JSON feed and jekyll
JSON feed is an alternative feed format, made by Manton Reece and Brent Simmons, with the aim of reducing the complexity inherent to XML and Atom.
The JSON feed project came to my attention after reading John Gruber of Daring Fireball express his delight with the format, and how enjoyable it was to work with. For those who don’t know, John is the creator of Markdown, and as he says in his own post >” I’ve got a good feeling about this project — the same sort of feeling I had about Markdown back in the day.”
This, along with my desire to play around with some programming projects over the summer inspired me to try and implement a JSON feed on this blog.
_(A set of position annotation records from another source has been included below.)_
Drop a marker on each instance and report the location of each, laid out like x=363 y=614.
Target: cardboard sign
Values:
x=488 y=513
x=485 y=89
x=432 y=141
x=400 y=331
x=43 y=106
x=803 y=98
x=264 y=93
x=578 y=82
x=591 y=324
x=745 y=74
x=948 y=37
Now, this site is built on GitHub pages, which uses Jekyll to serve static sites. I know zero JSON, and the extent of my programming to date has all been in Java, but with a few hours to kill on a train during a family holiday, and armed with an iPad and a spotty 3G connection, it seemed like the kind of thing that could be fun to tackle.
As it stands, there seems to be a lot of buzz around JSON feed, and finding resources online to help was fairly straightforward. The first stop is obviously the spec in order to get a sense of what’s going on. Then I did a bit of searching to see how to go about implementing the feed on my site.
This GitHub Repo was a great start, as it gets the basic JSON structure in place, and honestly, within a few minutes I was able to ping jamxf.github.io/feed.json, and get back usable data. At this point in time, I’m going to have look at the implementation in greater detail, the post excerpts are basically mirroring the entire article, title’s and authors don’t seem to report correctly, but it’s a start.
This is exactly the kind of project I was hoping to get stuck into whilst on this holiday, something straightforward to get up and running, and that I can tweak whenever I have a few minutes of downtime between cities.